Specifically, hospitals with HCAHPS scores of 9 or 10, the highest recommendations a patient can give in the survey, more likely enjoy higher margins (upwards of 8%). The Hospital Computer Assessment of Healthcare Providers and Systems (HCAHPS) survey is administered by the Centers for Medicare and Medicaid Services (CMS) and measures patients’ exeperiences in hospital post-discharge.
The correlation, simply put, is “Happy Patients, Healthy Margins,” Accenture coined in the report, and it works across all kinds of hospitals — for-profit and non-profit, academic medical centers and rural non-teaching institutions, system members and standalone providers.
Accenture offers six recommendations to hospitals for engaging patients — now, health consumers:
- Put patients first, delivering experiences people appreciate
- Inspire staff, empowering employees to be patient-centered
- Build trust and loyalty, showing consumers the top goal is their health and welfare
- Embed digital “everywhere,” meeting people where they are in their lives
- Make it easy, streamlining care and information, including financial
- Continuously innovate, going beyond the bricks-and-mortar institution.
To develop these insights, Accenture analyzed HCAHPS scores between 2008 and 2013 and CMS-reported hospital margins during the period.
Health Populi’s Hot Points: “Patient engagement” has many definitions; let’s turn to the Picker Institute Principles — seven primary dimensions of patient-centered care which date back to the 1980s:
- Respect for patients’ values, preferences and expressed needs
- Coordination and integration of care
- Information, communication and education
- Physical comfort
- Emotional support and alleviation of fear and anxiety
- Involvement of family and friends
- Transition and continuity.
In 1987, “Access to care” was added to these.

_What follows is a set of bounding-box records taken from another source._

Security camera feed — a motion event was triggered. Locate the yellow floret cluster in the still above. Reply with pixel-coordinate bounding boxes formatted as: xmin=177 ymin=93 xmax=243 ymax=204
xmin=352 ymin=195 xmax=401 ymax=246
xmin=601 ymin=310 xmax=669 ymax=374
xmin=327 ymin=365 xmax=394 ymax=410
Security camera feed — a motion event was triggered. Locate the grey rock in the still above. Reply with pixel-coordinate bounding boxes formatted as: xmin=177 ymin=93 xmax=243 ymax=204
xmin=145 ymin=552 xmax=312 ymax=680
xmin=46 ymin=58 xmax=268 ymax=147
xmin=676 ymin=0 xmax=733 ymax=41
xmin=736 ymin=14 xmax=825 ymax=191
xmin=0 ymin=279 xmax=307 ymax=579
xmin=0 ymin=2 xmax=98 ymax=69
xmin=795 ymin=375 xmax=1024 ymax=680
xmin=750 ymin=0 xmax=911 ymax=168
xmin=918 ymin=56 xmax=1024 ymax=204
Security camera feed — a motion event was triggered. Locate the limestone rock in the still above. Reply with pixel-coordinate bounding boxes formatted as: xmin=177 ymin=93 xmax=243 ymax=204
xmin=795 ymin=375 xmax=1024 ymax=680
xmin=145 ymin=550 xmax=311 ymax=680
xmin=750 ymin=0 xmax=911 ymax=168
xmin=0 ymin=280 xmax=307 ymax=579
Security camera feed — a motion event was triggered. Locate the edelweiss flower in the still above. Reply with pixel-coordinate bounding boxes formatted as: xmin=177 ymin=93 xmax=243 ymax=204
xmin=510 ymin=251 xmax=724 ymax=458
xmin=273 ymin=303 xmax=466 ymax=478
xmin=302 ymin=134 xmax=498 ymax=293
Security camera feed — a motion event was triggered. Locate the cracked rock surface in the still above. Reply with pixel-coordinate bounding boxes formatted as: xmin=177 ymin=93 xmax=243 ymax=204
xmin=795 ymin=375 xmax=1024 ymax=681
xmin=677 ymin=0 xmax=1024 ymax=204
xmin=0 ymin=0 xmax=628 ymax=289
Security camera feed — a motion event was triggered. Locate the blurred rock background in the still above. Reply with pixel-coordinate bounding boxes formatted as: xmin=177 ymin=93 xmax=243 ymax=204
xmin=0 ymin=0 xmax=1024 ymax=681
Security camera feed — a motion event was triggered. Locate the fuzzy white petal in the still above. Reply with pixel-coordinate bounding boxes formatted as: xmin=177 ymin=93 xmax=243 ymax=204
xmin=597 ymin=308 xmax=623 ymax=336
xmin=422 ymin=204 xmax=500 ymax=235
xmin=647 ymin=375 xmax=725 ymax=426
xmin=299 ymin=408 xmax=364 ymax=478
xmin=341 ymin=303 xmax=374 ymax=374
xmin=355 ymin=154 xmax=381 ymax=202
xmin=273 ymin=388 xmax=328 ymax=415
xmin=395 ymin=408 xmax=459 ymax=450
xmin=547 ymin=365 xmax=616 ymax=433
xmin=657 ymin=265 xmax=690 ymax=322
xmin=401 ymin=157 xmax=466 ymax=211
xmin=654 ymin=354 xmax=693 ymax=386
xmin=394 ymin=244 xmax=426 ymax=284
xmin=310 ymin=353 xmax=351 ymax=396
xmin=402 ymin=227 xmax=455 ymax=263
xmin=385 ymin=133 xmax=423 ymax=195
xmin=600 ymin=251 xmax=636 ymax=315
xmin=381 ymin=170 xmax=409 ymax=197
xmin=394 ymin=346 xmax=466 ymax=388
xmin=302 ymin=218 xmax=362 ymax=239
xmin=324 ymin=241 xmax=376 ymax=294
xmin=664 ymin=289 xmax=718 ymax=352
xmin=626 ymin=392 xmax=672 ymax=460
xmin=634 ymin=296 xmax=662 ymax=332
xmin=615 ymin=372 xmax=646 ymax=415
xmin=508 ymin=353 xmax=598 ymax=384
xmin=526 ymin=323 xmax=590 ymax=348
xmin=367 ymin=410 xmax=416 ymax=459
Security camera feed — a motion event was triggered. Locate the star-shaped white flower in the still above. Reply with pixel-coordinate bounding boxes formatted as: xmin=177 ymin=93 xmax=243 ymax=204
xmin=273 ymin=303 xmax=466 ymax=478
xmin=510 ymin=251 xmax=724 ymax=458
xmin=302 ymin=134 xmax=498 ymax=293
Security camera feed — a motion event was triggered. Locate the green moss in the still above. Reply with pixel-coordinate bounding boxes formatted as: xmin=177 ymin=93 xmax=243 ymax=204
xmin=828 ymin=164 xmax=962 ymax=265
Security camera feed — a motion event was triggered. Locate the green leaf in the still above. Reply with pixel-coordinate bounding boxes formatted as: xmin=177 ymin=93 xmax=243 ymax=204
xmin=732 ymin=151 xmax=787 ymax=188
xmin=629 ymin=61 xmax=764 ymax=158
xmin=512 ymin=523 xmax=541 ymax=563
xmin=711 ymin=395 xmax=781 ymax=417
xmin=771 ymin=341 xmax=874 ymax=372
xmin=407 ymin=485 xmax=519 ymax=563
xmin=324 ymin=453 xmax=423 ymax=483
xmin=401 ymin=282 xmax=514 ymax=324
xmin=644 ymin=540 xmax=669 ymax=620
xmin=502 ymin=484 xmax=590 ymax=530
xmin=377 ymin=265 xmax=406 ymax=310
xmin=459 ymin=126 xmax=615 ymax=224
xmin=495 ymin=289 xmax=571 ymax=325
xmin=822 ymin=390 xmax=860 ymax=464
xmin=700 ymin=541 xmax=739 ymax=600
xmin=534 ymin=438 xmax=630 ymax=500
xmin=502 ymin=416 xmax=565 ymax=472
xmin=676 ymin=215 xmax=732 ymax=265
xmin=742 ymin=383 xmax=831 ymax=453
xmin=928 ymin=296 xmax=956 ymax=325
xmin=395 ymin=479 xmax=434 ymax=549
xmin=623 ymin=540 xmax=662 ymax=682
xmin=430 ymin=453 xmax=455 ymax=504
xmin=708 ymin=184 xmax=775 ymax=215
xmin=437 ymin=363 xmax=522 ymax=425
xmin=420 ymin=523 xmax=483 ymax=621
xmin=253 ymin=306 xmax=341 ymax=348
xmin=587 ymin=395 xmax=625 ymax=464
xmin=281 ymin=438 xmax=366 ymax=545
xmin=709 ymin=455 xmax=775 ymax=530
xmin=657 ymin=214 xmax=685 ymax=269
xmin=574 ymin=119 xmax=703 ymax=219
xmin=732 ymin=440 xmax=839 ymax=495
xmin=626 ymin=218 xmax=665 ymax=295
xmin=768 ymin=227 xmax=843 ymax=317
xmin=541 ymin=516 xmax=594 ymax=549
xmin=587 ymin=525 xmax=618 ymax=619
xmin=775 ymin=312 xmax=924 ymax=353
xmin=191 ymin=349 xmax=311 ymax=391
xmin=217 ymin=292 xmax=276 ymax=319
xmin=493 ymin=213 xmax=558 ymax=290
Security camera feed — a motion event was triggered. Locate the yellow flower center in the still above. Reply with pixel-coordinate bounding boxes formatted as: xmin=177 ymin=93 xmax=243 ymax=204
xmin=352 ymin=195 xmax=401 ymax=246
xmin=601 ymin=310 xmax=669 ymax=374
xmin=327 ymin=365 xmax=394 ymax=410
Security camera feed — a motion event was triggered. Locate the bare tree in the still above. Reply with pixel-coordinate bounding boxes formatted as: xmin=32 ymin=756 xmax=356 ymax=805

Thirty+ years later, market forces are converging to drive us back to what should have always been common sense: respect patients, their values and needs; coordinate care; keep people informed and educated; comfort them; be emotionally tuned-in and listen; involve the social network for support, empathy and care; and, foster safe transitions.
Finally, ensure access to health services.
Accenture’s research demonstrates the hard dollar value to doing these things and making patients the central “noun” in healthcare.